Both companies actively repurchase stock with Apple making huge buybacks while Alphabet‘s repurchases are also generous relative to earnings power. These buyback programs enhance investor returns.
Putting it all together, analysts have an average price target of $157 on Apple stock according to MarketBeat data. That represents potential upside of about 10% from current levels. For Alphabet, analysts peg reasonable valuation at $121 which would mean nearly 40% upside if achieved.
Valuation and Conclusion
Apple stock trades at around 24x forward earnings estimates, a notable discount to its 5-year historical average closer to 30x. GOOG shares trade for just 17x forward earnings guidance, also below its 5-year history.
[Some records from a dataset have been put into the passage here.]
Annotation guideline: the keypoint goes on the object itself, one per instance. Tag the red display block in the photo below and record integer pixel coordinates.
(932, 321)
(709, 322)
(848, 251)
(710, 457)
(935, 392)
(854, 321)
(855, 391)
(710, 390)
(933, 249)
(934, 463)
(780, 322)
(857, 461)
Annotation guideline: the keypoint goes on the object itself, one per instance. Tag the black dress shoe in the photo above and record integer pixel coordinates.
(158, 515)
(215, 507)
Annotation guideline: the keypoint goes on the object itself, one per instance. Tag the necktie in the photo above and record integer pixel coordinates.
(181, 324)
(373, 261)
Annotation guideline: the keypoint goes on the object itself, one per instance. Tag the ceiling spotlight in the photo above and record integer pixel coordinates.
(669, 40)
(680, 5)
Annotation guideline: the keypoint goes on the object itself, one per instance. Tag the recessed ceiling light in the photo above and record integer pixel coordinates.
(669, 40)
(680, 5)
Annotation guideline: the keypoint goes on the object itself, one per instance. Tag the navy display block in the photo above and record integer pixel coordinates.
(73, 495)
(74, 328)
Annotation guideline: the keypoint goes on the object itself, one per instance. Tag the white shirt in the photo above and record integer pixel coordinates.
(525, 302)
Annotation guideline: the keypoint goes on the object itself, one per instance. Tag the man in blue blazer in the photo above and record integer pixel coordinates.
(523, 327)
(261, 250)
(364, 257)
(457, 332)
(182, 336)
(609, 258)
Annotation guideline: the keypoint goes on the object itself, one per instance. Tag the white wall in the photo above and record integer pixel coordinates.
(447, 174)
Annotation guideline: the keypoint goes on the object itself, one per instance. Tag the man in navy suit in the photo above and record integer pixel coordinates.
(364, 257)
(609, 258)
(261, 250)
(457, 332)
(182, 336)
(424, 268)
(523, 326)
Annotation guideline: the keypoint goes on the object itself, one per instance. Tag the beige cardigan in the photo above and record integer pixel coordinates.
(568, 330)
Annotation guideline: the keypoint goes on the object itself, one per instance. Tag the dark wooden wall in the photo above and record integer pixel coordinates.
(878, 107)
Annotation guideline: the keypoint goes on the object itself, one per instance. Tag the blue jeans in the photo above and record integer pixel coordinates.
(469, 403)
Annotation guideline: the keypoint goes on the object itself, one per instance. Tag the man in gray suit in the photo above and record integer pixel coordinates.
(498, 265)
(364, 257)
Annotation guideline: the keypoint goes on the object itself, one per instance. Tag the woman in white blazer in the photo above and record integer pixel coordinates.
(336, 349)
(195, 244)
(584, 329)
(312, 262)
By this traditional price-to-earnings measure, shares of both tech titans appear attractively priced considering the companies possess strong underlying fundamentals and solid multiyear growth runways.
In a nutshell:
- Apple is the safer, blue-chip growth stock anchoring portfolios
- Alphabet offers higher risk-reward upside potential
Ranking their investment appeal, Apple would rate as a firm "Buy" here while Alphabet merits consideration as a more speculative "Buy" for growth-oriented investors tolerant of some volatility.
While both stocks look primed for upside over the long run, Google parent Alphabet probably holds greater return potential percentage-wise owing to its much lower starting valuation and higher projected earnings growth rates.